Whistleblower Rights for National Security and Intelligence Community Workers Advancing Again in Congress
Statement of Angela Canterbury, Director of Public Policy,
Project On Government Oversight
We are very pleased that the Senate Select Committee on Intelligence has approved protections for national security and intelligence community whistleblowers in the Intelligence Authorization Act for Fiscal Year 2014. Today, these workers must rely upon an unproven framework of protections recently mandated by President Obama. The reforms the Committee proposes would provide for the first time specific statutory protections for those who hold security clearances and have access to classified information.
The protections are very similar to those the Senate passed by unanimous consent last year, only to be blocked in the end by House Intelligence Committee Chairman Rep. Mike Rogers (R-Mich.). We hope that given the recent high-profile leaks of classified information, Chairman Rogers will reconsider his position and make it safe to use legal channels to disclose waste, fraud and abuse in our intelligence activities.
We are very grateful for the leadership of Sens. Susan Collins (R-Maine) and Ron Wyden (D-Ore.) in championing these whistleblower protections. While the Committee did not include all of the reforms the Collins and Wyden proposed, the protections in the bill will be landmark if they become law. We will continue to work with these committed senators and their staff to strengthen the reforms as the legislation advances. We must at least ensure that the protections available now are not weakened.

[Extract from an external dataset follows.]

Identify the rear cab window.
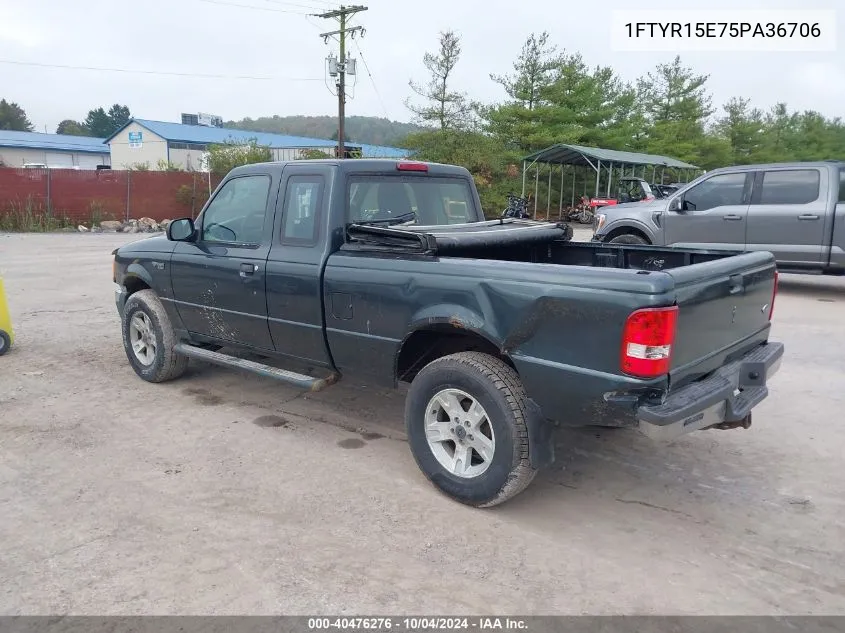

But there are other much-needed reforms to the status quo. In particular, we must protect all disclosures to Congress—not just those made to the Intelligence Committees. There must be far more independence in the review of both the wrongdoing disclosed and retaliation alleged. Also, it would be irresponsible to continue to deny the half a million contractors with security clearances the protections they need for legal disclosures of classified information.
If Congress wants to prevent leaks, it has to effectively reduce the risks for blowing the whistle legally.
Founded in 1981, the Project On Government Oversight (POGO) is a nonpartisan independent watchdog that champions good government reforms. POGO’s investigations into corruption, misconduct, and conflicts of interest achieve a more effective, accountable, open, and ethical federal government.